Ce n’est jamais le moment. Probablement le ministre a-t-il sous-estimé les résistances à une réforme aussi importante et a-t-il commis des erreurs dans la mise en place. Mais on lui reproche bien par ailleurs, à juste titre, sa timidité dans la mise en œuvre de la refondation.
2. « La réforme a été imposée, il n’y a pas eu de véritable concertation. À chaque ministre, sa réforme. C’est politique avant tout. »
À la rigueur, on peut l’admettre pour les communes entrées dans la réforme à la rentrée 2013, mais pour 2014 ? Dans certains endroits, il y a un vrai refus de concertation de la part d’opposants à la réforme, ou une absence de débat serein où la légitimité d’élus au suffrage universel est remise en cause. Mais là où ça fonctionne le mieux, c’est vrai qu’il y a eu réelle concertation, fût-elle orageuse, surtout au début. Et puis, tout le monde se dit pour la priorité à l’éducation, non ?

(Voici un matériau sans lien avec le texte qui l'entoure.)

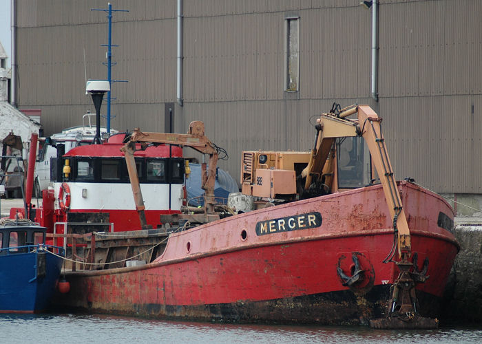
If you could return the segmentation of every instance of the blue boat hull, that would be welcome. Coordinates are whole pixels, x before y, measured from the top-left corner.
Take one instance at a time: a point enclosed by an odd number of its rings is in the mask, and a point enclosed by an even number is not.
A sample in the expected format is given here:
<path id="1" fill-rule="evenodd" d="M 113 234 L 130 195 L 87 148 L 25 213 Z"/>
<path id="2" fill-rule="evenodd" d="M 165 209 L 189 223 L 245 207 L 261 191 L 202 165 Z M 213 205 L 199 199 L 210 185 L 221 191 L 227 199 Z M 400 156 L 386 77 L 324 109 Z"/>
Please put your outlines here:
<path id="1" fill-rule="evenodd" d="M 34 313 L 48 308 L 62 263 L 62 258 L 48 252 L 1 255 L 0 312 Z"/>

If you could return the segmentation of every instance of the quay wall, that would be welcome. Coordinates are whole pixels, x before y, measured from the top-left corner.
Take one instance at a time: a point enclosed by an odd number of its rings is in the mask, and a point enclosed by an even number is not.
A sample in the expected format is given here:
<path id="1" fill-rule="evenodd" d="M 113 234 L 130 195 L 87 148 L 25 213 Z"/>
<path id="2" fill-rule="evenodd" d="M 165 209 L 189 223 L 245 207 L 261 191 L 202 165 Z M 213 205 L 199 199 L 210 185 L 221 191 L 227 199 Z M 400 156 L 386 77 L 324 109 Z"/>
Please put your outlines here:
<path id="1" fill-rule="evenodd" d="M 461 249 L 446 288 L 443 323 L 482 323 L 482 219 L 472 222 L 455 227 Z"/>

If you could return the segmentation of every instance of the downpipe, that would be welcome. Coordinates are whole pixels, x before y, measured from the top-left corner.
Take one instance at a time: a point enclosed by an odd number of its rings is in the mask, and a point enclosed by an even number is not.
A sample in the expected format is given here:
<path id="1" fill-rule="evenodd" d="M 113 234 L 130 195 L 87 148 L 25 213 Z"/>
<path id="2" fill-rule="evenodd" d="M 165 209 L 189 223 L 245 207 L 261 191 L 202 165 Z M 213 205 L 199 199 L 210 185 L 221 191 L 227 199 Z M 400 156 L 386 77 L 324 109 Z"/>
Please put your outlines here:
<path id="1" fill-rule="evenodd" d="M 177 54 L 177 92 L 176 100 L 182 106 L 182 0 L 178 0 L 178 54 Z"/>
<path id="2" fill-rule="evenodd" d="M 372 5 L 372 83 L 371 96 L 378 101 L 378 3 Z"/>

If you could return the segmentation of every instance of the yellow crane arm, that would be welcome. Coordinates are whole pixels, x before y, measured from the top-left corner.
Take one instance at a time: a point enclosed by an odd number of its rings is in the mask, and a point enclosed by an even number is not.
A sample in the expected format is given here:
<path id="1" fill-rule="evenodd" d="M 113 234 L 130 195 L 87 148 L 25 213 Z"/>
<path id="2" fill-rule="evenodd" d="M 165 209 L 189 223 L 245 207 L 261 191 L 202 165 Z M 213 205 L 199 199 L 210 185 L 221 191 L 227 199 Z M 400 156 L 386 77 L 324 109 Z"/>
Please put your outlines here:
<path id="1" fill-rule="evenodd" d="M 348 119 L 351 114 L 357 114 L 357 120 Z M 381 120 L 368 105 L 359 105 L 342 112 L 323 114 L 317 120 L 315 144 L 311 151 L 308 166 L 303 170 L 302 177 L 306 177 L 304 189 L 307 190 L 313 178 L 321 175 L 326 164 L 330 151 L 337 138 L 361 136 L 367 143 L 372 162 L 380 178 L 390 215 L 397 233 L 399 255 L 411 250 L 410 235 L 400 195 L 393 175 L 392 165 L 381 133 Z"/>

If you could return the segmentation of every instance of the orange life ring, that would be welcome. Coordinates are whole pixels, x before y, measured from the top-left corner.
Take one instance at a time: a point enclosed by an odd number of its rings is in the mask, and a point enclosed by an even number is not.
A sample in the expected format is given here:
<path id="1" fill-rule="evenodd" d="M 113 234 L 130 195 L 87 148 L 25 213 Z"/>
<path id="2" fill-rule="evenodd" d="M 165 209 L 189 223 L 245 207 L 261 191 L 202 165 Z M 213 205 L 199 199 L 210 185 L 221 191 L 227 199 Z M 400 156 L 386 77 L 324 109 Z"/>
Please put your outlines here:
<path id="1" fill-rule="evenodd" d="M 63 202 L 63 193 L 65 193 L 65 202 Z M 70 188 L 67 183 L 62 183 L 59 191 L 59 206 L 63 211 L 67 211 L 70 206 Z"/>

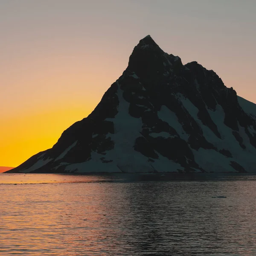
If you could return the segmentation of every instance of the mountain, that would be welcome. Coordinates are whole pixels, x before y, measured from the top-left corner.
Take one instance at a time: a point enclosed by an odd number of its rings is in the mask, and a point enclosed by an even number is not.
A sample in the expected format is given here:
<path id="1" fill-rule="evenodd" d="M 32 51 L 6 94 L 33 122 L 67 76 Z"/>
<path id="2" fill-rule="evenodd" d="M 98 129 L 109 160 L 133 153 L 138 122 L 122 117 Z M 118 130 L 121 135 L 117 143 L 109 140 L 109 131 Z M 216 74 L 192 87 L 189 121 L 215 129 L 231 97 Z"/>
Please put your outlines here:
<path id="1" fill-rule="evenodd" d="M 1 172 L 4 172 L 6 171 L 9 171 L 13 169 L 13 167 L 8 167 L 7 166 L 0 166 L 0 173 Z"/>
<path id="2" fill-rule="evenodd" d="M 256 105 L 148 35 L 87 117 L 9 172 L 253 172 Z"/>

3. « La réforme coute cher à l’État comme aux collectivités territoriales, impossible en ces temps de pénurie budgétaire, et puis ça va augmenter nos impôts locaux. »
Le cout, c’est une vraie question. Une question de priorité. Parfois ce cout est grossi de façon démagogique par les opposants, souvent on ne pense pas assez aux activités peu ou pas couteuses, parfois c’est un vrai problème. Il y a à définir des priorités par rapport à d’autres investissements (équipements pas forcément indispensables, dépenses excessives pour certains sports de compétition, etc.).
4. « La semaine de quatre jours ne marchait pas si mal. Aucune étude ne prouve que le retour à une cinquième journée diminuera l’échec scolaire. »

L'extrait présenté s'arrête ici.